If the "comments on I/O" means the note I wrote to Roger Scowen
pointing out that "current input and current output are always
valid streams, no matter how files are closed" is an important
invariant whose preservation ought to be explicitly demanded by
the standard, that was PRIVATE MAIL not intended for publication,
and distributed without my knowledge or permission.
I have already taken a lot of flack from Quintus because they
thought I was attacking LPA (which I wasn't, quite the opposite).

Thanks to Chris Moss for posting his comments.

I really don't see what is supposed to be so hard about Kanji.
Quintus Prolog supported Kanji on the Xerox Lisp machines (well, it
still does if anyone is supporting the hardware...) and supports Kanji
under Vax/VMS and Vax/Ultrix, and may do so on other systems by now.

When Quintus did that, the C standard hadn't tackled multi-octet
(why OCTet? why can't I have an 18-bit character set?) characters.
Now that "wide" characters ARE tackled in the C standard (wchar_t
and friends), it is extremely important that whatever is decided
for Prolog should not be too different from C (for the simple reason
that Prolog and C programs will have to read each other's files).
I suggest that the BSI/ISO committee should extract the relevant
parts of the current ANSI C draft (with ANSI's permission, of course)
and mail the extracts to the Prolog standard mailing list.

The problem of dealing with a SINGLE character set (whether it be 7 bit,
8 bit, or 16 bit) is fairly straightforward.  The problem I am concerned
with is porting source code for any one Western European language between
the three incompatible 8-bit character sets we already have.

> 2. Collating sequence. It suggests the standard should only define an
> alphabetical ordering within three groups of characters - small letters,
> capital letters and digits. Anything else is based on an extended
> collating sequence which is implementation defined.
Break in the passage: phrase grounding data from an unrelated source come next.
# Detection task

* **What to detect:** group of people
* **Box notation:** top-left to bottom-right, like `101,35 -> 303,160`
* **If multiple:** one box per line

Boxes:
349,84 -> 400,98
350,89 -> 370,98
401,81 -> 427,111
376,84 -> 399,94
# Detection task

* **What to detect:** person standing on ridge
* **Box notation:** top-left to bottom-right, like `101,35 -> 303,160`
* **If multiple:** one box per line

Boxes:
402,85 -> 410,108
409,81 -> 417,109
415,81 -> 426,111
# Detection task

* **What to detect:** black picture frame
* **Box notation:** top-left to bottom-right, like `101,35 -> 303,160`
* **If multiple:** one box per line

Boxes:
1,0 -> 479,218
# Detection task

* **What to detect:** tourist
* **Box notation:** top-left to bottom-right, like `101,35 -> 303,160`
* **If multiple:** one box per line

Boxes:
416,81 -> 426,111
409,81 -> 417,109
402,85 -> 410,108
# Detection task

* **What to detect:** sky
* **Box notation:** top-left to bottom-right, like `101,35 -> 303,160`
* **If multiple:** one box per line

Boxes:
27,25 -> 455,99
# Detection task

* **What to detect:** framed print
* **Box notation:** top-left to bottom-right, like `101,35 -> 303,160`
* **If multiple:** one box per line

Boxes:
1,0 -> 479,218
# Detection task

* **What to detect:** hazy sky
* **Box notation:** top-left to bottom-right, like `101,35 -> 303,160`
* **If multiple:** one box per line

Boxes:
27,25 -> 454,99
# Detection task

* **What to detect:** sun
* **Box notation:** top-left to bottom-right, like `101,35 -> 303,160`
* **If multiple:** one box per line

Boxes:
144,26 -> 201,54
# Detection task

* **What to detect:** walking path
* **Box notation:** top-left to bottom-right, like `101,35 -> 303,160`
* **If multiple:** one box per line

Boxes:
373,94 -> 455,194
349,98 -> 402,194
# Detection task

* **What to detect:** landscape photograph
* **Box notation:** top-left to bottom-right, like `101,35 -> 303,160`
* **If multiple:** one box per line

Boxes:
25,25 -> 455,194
This is silly.  Different European languages collate the same symbols
differently.  (Think about the Spanish rule for "ll".)  If you want
locale-dependent collating, you are talking about a relation between
character SEQUENCES, not single characters.  Since 1987 at the latest
I have been saying that the Prolog standard ought to have two separate
comparison predicates:
	compare(R, X, Y)
		-- as at present, where the relative order of two texts
	 	   of the same type is the same as the relative order of
		   the lists of integers representing their names
	collate(R, X, Y)
		-- locale-dependent ordering, relative order of texts is
		   not necessarily reducible to an ordering on characters;
		   should sort lower and upper case together, e.g.
		   stra\:sse and STRASSE should be similar.  (Yes, one of
		   those words has 5 characters and the other 6, but they
		   differ only in case...)

The distinction is of great practical importance:  to obtain fast Prolog
programs in a wide range of applications we *MUST* have ***FAST***
comparison.  collate/3 is likely to be slow.  So setof/3 should use the
fast comparison.

[My postings to this group on this topic may be reproduced by anyone for
 any purpose.]